We loaded into vehicles and headed east into the Olancho region, which is known as the “cowboy region” by many people in Honduras. After arriving at El Rancho Paraiso in San Esteban, Olancho, Honduras, we settled into our quarters.
The ranch was very nice and we were served three hot meals a day. We slept in clean beds and were near the bathroom and shower. For two weeks we left the ranch every morning at about 7 a.m. to travel to different villages. These villages ranged any where from about 80 people to 500 people in the community. At the villages we treated cats, dogs, horses, cattle, pigs, and a few goats. Most of the treatments were for parasites, but a few wounds and tumors were addressed. We also neutered any animal the people desired to have neutered to control population problems or to get rid of unwanted stallion behavior.
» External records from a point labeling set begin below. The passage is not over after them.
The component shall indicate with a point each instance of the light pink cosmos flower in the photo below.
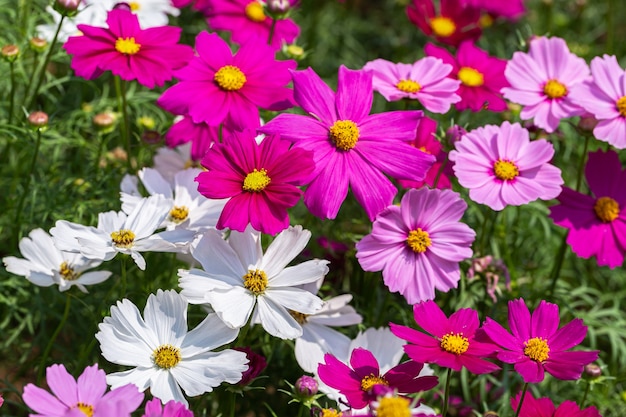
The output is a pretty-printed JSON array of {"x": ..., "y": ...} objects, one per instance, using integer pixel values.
[
  {"x": 481, "y": 76},
  {"x": 425, "y": 80},
  {"x": 87, "y": 394},
  {"x": 149, "y": 56},
  {"x": 605, "y": 97},
  {"x": 537, "y": 345},
  {"x": 350, "y": 147},
  {"x": 596, "y": 223},
  {"x": 542, "y": 79},
  {"x": 501, "y": 166},
  {"x": 219, "y": 87},
  {"x": 419, "y": 244}
]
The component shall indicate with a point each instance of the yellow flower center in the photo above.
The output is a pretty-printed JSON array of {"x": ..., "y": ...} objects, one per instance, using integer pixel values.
[
  {"x": 606, "y": 209},
  {"x": 179, "y": 214},
  {"x": 344, "y": 134},
  {"x": 442, "y": 26},
  {"x": 254, "y": 11},
  {"x": 554, "y": 89},
  {"x": 127, "y": 46},
  {"x": 621, "y": 106},
  {"x": 418, "y": 240},
  {"x": 123, "y": 238},
  {"x": 455, "y": 343},
  {"x": 369, "y": 381},
  {"x": 537, "y": 349},
  {"x": 505, "y": 170},
  {"x": 229, "y": 78},
  {"x": 393, "y": 407},
  {"x": 256, "y": 181},
  {"x": 255, "y": 281},
  {"x": 470, "y": 77},
  {"x": 166, "y": 356},
  {"x": 408, "y": 86}
]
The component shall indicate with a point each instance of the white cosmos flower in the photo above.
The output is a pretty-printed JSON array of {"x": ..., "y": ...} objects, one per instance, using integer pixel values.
[
  {"x": 166, "y": 357},
  {"x": 238, "y": 279},
  {"x": 118, "y": 232},
  {"x": 46, "y": 265}
]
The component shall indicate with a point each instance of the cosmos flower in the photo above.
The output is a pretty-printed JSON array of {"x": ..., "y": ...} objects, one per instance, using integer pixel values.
[
  {"x": 419, "y": 244},
  {"x": 596, "y": 223},
  {"x": 542, "y": 79},
  {"x": 501, "y": 166},
  {"x": 149, "y": 56},
  {"x": 537, "y": 345}
]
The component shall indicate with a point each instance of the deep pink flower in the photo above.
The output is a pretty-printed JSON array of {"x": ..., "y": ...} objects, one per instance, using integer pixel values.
[
  {"x": 350, "y": 146},
  {"x": 419, "y": 244},
  {"x": 246, "y": 19},
  {"x": 452, "y": 25},
  {"x": 501, "y": 166},
  {"x": 149, "y": 56},
  {"x": 218, "y": 87},
  {"x": 426, "y": 81},
  {"x": 537, "y": 345},
  {"x": 451, "y": 343},
  {"x": 260, "y": 180},
  {"x": 356, "y": 381},
  {"x": 481, "y": 76},
  {"x": 543, "y": 407},
  {"x": 597, "y": 224},
  {"x": 86, "y": 394},
  {"x": 605, "y": 97},
  {"x": 542, "y": 79}
]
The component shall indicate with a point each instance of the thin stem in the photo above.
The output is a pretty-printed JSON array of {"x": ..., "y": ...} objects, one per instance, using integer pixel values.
[
  {"x": 46, "y": 352},
  {"x": 521, "y": 400}
]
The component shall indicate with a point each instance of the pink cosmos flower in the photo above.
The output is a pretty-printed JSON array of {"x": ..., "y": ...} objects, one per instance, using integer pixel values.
[
  {"x": 605, "y": 97},
  {"x": 426, "y": 80},
  {"x": 542, "y": 79},
  {"x": 350, "y": 147},
  {"x": 149, "y": 56},
  {"x": 246, "y": 19},
  {"x": 218, "y": 87},
  {"x": 86, "y": 394},
  {"x": 426, "y": 141},
  {"x": 537, "y": 345},
  {"x": 261, "y": 180},
  {"x": 543, "y": 407},
  {"x": 451, "y": 342},
  {"x": 452, "y": 25},
  {"x": 481, "y": 76},
  {"x": 501, "y": 166},
  {"x": 419, "y": 244},
  {"x": 597, "y": 224},
  {"x": 357, "y": 381}
]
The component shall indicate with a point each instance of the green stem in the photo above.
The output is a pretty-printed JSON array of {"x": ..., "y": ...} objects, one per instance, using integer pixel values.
[{"x": 44, "y": 357}]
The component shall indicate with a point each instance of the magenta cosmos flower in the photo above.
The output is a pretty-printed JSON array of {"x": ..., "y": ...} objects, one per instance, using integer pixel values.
[
  {"x": 597, "y": 224},
  {"x": 246, "y": 19},
  {"x": 419, "y": 244},
  {"x": 452, "y": 25},
  {"x": 605, "y": 97},
  {"x": 481, "y": 76},
  {"x": 350, "y": 147},
  {"x": 543, "y": 407},
  {"x": 501, "y": 166},
  {"x": 149, "y": 56},
  {"x": 542, "y": 79},
  {"x": 537, "y": 345},
  {"x": 356, "y": 381},
  {"x": 86, "y": 394},
  {"x": 217, "y": 87},
  {"x": 260, "y": 180},
  {"x": 451, "y": 342}
]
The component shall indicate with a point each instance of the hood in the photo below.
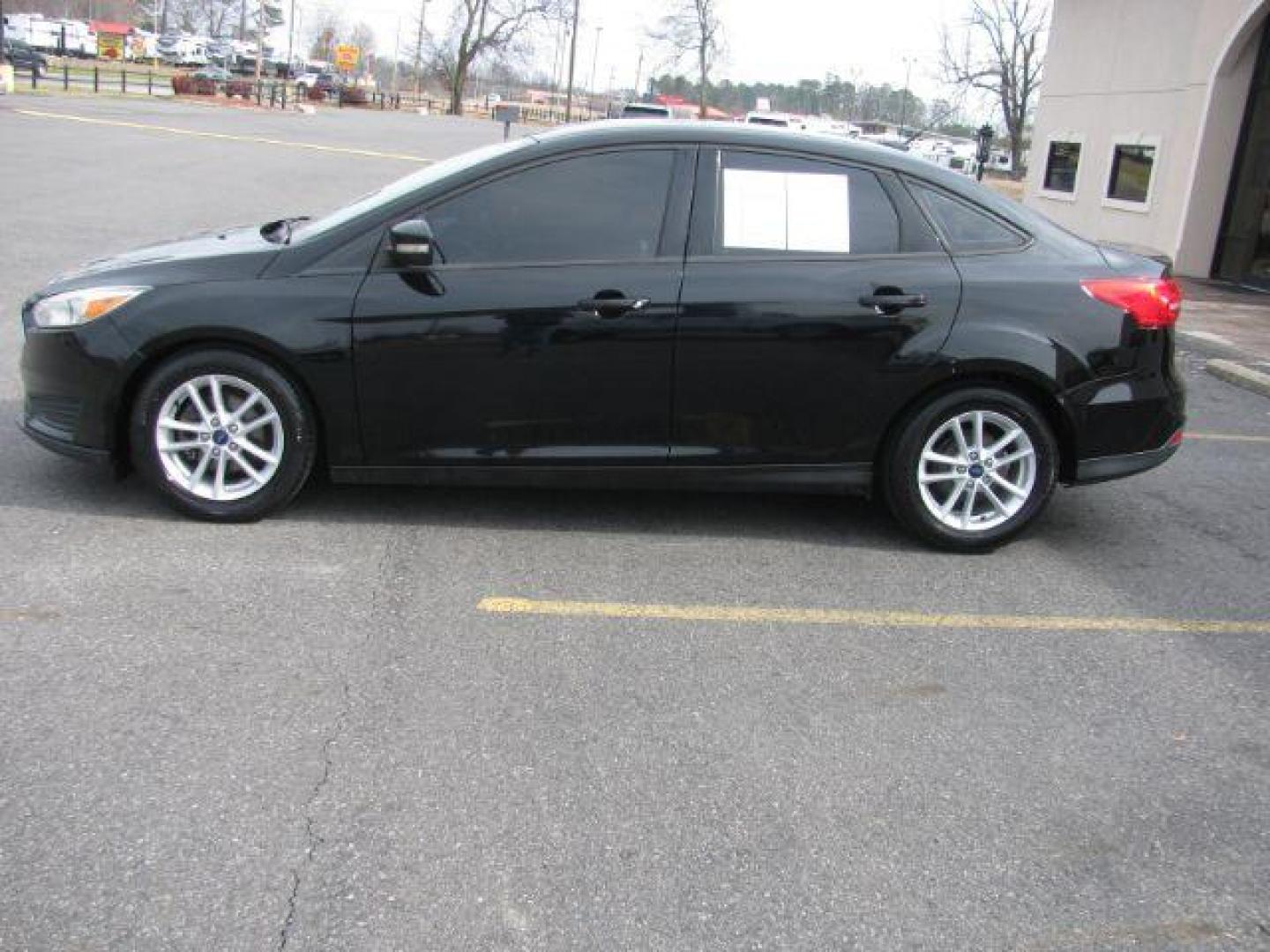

As far as interaction with the people we prayed with the community at the end of the day and helped to repair the roof on the school in one community. We did have a rest day in the middle of the trip and took a hike through the jungle in search of an 80-foot waterfall we never found because of the lack of trails. Also at the end of everyday we played volleyball or kickball back at the ranch. The trip ended with a stay in a very nice hotel the last night in Tegucigalpa.